I have a client whose company and company name is 100 years old, but has never been registered federally. It does fall under common law trademark, I believe. Anyhoo, the plural of their name (which actually is probably what most people type) was registered awhile back by a rather notorious squatter and I have done all the offers to buy and what not to no avail. They won't even give me a huge price to pay for the domain.

Is there a case where a common law trademark succeded in getting a domain away from the squatter?



10+ Year Member

Msg#: 3240923 posted 10:18 pm on Feb 2, 2007 (gmt 0)

I think I've seen quite a few of those in the WIPO decisions - check out case # D2003-0520, for example.


WebmasterWorld Administrator webwork us a WebmasterWorld Top Contributor of All Time 10+ Year Member

Msg#: 3240923 posted 2:19 pm on Feb 5, 2007 (gmt 0)

"Passing off" or trading off - in other words profiting by (somewhat directly and specifically) exploiting your client's business name might give you some legs for pressing a claim. It might not be purely a 'trademark claim' but another form of State law claim. I'd focus on whether there is any evidence that the domain holder is targeting your client's (potential) business clientele.

Might be time for the old fashioned lawyer letter. At the very least it may cause the domain holder to remove any misleading or mis-directing links. Kill the profit (arising from any confusion or exploitation) and you may kill the domain holder's interest in keeping the domain.

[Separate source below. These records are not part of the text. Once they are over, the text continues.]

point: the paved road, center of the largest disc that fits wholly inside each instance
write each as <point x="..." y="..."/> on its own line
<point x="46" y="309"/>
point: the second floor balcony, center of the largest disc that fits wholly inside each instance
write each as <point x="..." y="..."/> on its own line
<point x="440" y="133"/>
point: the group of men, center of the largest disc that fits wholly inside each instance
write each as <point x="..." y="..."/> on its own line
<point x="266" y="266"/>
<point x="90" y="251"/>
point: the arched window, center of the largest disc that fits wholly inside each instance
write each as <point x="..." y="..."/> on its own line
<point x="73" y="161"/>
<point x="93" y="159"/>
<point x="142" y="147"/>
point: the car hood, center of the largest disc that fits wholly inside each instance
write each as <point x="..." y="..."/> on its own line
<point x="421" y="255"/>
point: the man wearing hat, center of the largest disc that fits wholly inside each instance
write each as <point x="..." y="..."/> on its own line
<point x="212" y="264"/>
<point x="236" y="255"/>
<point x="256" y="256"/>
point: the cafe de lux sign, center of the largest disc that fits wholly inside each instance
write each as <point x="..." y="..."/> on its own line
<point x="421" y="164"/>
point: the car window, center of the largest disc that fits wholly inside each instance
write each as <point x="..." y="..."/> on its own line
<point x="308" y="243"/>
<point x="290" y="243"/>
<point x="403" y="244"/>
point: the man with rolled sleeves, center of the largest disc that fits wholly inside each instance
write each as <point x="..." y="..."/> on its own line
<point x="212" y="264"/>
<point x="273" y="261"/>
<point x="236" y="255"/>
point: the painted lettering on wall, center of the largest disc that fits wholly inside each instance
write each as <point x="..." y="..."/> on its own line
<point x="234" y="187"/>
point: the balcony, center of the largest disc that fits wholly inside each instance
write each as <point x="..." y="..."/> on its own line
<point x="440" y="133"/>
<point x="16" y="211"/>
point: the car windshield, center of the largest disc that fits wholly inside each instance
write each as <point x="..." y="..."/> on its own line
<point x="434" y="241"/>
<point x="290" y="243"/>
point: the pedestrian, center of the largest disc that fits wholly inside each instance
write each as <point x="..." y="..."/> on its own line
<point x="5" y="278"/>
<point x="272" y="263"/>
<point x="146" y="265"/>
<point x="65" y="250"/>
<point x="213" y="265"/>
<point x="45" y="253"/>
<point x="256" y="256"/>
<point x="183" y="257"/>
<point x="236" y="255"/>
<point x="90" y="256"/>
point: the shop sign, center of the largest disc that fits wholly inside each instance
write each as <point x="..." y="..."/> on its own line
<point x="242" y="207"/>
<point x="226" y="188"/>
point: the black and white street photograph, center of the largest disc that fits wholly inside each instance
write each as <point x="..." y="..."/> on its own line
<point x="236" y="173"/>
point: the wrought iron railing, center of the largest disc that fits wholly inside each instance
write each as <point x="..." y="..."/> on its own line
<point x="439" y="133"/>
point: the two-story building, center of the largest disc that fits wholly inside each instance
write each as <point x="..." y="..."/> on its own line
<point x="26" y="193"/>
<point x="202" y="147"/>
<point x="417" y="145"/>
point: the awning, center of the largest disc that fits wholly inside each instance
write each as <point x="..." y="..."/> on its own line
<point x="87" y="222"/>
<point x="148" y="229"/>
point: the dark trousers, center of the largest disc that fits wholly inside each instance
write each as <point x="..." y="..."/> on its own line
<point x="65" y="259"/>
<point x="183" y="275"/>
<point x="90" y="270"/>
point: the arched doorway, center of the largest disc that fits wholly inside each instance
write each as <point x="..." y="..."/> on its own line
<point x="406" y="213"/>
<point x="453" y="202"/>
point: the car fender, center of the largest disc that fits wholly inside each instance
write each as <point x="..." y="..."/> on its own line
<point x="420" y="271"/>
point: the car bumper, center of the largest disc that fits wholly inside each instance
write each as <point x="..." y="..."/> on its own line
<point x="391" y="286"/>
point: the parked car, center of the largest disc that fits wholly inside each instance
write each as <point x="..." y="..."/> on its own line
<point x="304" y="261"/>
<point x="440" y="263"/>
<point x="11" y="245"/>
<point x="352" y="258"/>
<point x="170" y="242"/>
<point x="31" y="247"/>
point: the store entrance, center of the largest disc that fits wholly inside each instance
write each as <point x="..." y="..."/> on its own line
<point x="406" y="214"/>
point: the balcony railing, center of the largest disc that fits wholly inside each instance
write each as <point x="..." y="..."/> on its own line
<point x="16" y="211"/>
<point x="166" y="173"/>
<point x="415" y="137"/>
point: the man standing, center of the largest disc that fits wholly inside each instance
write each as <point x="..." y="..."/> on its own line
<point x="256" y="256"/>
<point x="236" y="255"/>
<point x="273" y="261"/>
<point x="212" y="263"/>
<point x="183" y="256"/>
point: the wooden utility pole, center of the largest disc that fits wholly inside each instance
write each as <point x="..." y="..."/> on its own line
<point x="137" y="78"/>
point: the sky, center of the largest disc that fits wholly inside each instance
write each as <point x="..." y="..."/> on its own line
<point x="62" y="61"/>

If your client's business name is a very generalized or generic name it might make things a bit more problematic.


10+ Year Member

Msg#: 3240923 posted 3:42 pm on Feb 5, 2007 (gmt 0)

OK, disclaimer first: I'm not a lawyer, and you should consult one. As they say, a little knowledge is a dangerous thing, so here goes:

Prior usage is everything in trademark law, whether the name has been formally registered or not. 100 years of use in interstate commerce would likely impart a lot of strength. On the other hand, if the mark is merely descriptive or generic, it could be weak. If the name is entirely fanciful, and/or unique enough - and especially if the average user could derive little clue about what the company actually does or sells from its name alone (eg: Amazon, eBay, Yahoo, Google, Kodak, Exxon) it's considered a much stronger mark.

There's also a fundamental ancient legal principle called Laches. In a nutshell, if your client has rights of ownership in this trademark and does nothing to enforce its rights against parasites and pests, those rights can lapse away, evaporate. Especially if it can be proven that you were aware of those junior users, and it can, because apparently you two have already exchanged communications about the matter. Trademark holders are legally bound to pursue each and every illegitimate user of their marks. Let the stalemate go on for a year or two or three, and you might find yourself at a big disadvantage, and holding a considerably weakened mark.

So yeah - you ought to talk to an attorney, and soon.


WebmasterWorld Senior Member 5+ Year Member

Msg#: 3240923 posted 5:08 am on Feb 6, 2007 (gmt 0)

Have a look around [wipo.int...]
I think you'll find that you're in a very strong position.